Beim BKA in Wiesbaden darf Valerie Profes über Amri nicht sprechen. Aus Sicherheitskreisen heißt es aber, dass ihr Team den Fall nach dem Anschlag mit dem Prognose-Instrument Radar überprüft habe. Sie gaben die vor dem Anschlag vorhandenen Informationen ein. Das Ergebnis: Risikostufe rot. Künftig, so der Plan der Behörden, soll sich die Polizei auf diese Gefährder konzentrieren.
So funktioniert „Radar“
Radar-iTE ist eine Abkürzung für „Regelbasierte Analyse potentiell destruktiver Täter zur Einschätzung des akuten Risikos – islamistischer Terrorismus“. Das hört sich komplizierter an, als es ist: ein langer Fragebogen in einer Excel-Tabelle, angelehnt an die Risikoeinschätzung bei rückfallgefährdeten Sexualstraftätern. Für jeden Gefährder soll so ermittelt werden, wie hoch die Gefahr ist, dass er eine Gewalttat begeht.
Drei Bereiche würden abgefragt, erklärt Valerie Profes im Besprechungsraum in Wiesbaden. „Als Erstes der Werdegang, also biografische Daten. Als Zweites seine aktuelle Situation. Hat er seinen Arbeitsplatz verloren oder gerade eine Trennung hinter sich, solche Dinge. Und als Drittes geht es um sein Umfeld: Wie eng ist er in die radikale Szene eingebunden? Wie ist der Kontakt zur Familie?“ Profes spricht schnell, dann hält sie plötzlich inne. „Ich muss kurz überlegen, was ich sagen kann.“ Zu viele Details darf sie nicht verraten.
Trifft ein Merkmal zu, macht der Beamte ein Kreuz. Für jedes gibt es Punkte. Je nach Gesamtpunktzahl wird der Gefährder eingeordnet: Gelb steht für ein moderates, Rot für ein hohes Risiko, Orange liegt dazwischen. Wird ein hohes Risiko festgestellt, nimmt sich eine Runde den Einzelfall vor. Radar-iTE soll im Sommer bundesweit einsetzbar sein, in Niedersachsen wird es gerade eingeführt.
Das mag eine sinnvolle Maßnahme sein, wie manch andere, wenn man sie als Mosaikstein betrachtet.
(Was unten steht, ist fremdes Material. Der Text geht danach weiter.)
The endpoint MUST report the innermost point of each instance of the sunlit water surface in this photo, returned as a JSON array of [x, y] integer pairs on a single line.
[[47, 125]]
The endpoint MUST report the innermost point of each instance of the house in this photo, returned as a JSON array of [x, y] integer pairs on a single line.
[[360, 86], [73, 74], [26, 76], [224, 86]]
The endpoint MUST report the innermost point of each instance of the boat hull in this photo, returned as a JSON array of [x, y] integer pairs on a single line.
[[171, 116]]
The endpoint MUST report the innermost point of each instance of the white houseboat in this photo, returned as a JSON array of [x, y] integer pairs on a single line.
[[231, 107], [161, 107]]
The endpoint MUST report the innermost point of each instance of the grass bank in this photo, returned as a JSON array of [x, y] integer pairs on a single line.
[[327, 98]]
Schaut man auf das ganze Bild, zeigt sich aber auch: Seit den Terroranschlägen von 9/11 weiten sich die Befugnisse der Polizei im Vorfeld von Straftaten immer stärker aus. So manches Mal in einer rechtlichen Grauzone. So manches Mal auch bei Personen, die eben noch als unschuldig galten. Das kann im Einzelfall vielleicht einen Anschlag verhindern. Das kann aber auch den Rechtsstaat aushöhlen, den man doch eigentlich verteidigen will.
Dürre Beweise
Im April 2016 muss auch Ahmed A.s Freundin, die Deutschtürkin Nur G., ihren Pass und ihren Personalausweis abgeben. Die Polizei hatte darauf gedrängt. Ihre Begründung: Nur G. könnte mit Ahmed A. ausreisen.
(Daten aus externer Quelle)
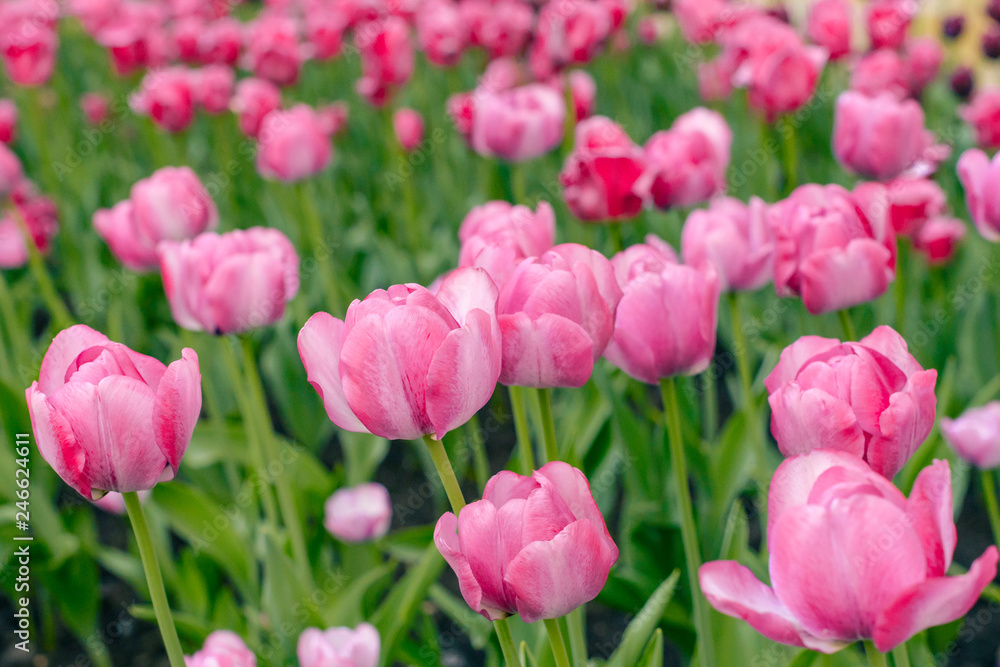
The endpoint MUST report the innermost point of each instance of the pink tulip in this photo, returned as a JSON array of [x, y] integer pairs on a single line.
[[557, 559], [166, 96], [213, 87], [983, 115], [870, 398], [293, 145], [405, 362], [975, 435], [273, 50], [600, 175], [8, 121], [851, 558], [386, 58], [360, 513], [340, 647], [110, 419], [497, 236], [888, 22], [980, 177], [829, 26], [829, 251], [583, 89], [409, 127], [687, 164], [666, 320], [222, 648], [938, 238], [253, 100], [879, 72], [735, 239], [94, 107], [878, 137], [229, 283], [515, 124], [441, 32], [557, 314]]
Auch die 23-Jährige zieht dagegen vor Gericht. Bei der Verhandlung im Juli 2016 sitzt nur ihr Anwalt im Saal. Der gibt an, Nur G. sei gar nicht mehr mit Ahmed A. zusammen. Ein Verfassungsschützer widerspricht, verweist auf die Hochzeit der beiden im Mai. Zudem habe Nur G. eingewilligt, sich von Ahmed A. im Umgang mit Waffen schulen zu lassen. Der Richter belässt es darauf beim Ausweisentzug für Nur G., obwohl auch er die vorgelegten Beweise des Verfassungsschutzes als „dürr“ bezeichnet.
Für Ahmed A. dürfte jetzt klar sein, dass er den Status des Gefährders so schnell nicht los wird. Zwei Tage später wird daraus Gewissheit: Die Stadt Hannover verlängert sein Ausreiseverbot um ein weiteres Jahr.
Einmal noch meldet er sich darauf bei der Polizei. Am 11. Juli 2016. Dann ist er weg. Was er vorhat, weiß nur er.